Yassine Abdellaoui

Personal information
- Date of birth: 21 June 1975 (age 50)
- Place of birth: Den Bosch, Netherlands
- Height: 1.80 m (5 ft 11 in)
- Position: Midfielder

Youth career
- OJC Rosmalen

Senior career*
- Years: Team / Apps / (Gls)
- 1992–1994: Willem II / 47 / (3)
- 1994–1996: NAC Breda / 68 / (12)
- 1997: Rayo / 24 / (0)
- 1998: NEC / 6 / (0)
- 1998–2002: Willem II / 87 / (11)
- 2002–2003: NAC Breda / 9 / (0)
- 2003–2004: De Graafschap / 7 / (0)
- Total:  / 248 / (26)

= Yassine Abdellaoui =

Dutch footballer

Yassine Abdellaoui (born 21 June 1975) is a Dutch former professional footballer who played as a midfielder.

==Career==
Born in Den Bosch, Abdellaoui played for OJC Rosmalen, Willem II, NAC Breda, Rayo, NEC and De Graafschap.

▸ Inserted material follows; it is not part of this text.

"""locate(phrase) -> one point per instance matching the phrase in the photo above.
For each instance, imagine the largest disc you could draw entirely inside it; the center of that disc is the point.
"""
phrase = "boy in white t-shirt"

After retiring as a player in 2004, he worked as a coach, and in August 2016 was working with the Willem II youth team.

==Personal life==
Abdellaoui is of Moroccan descent.

In 2003, he was arrested on accusation of tax fraud. In 2015, he was acquitted of money laundering charges. In 2019, he was shot and wounded in Amsterdam.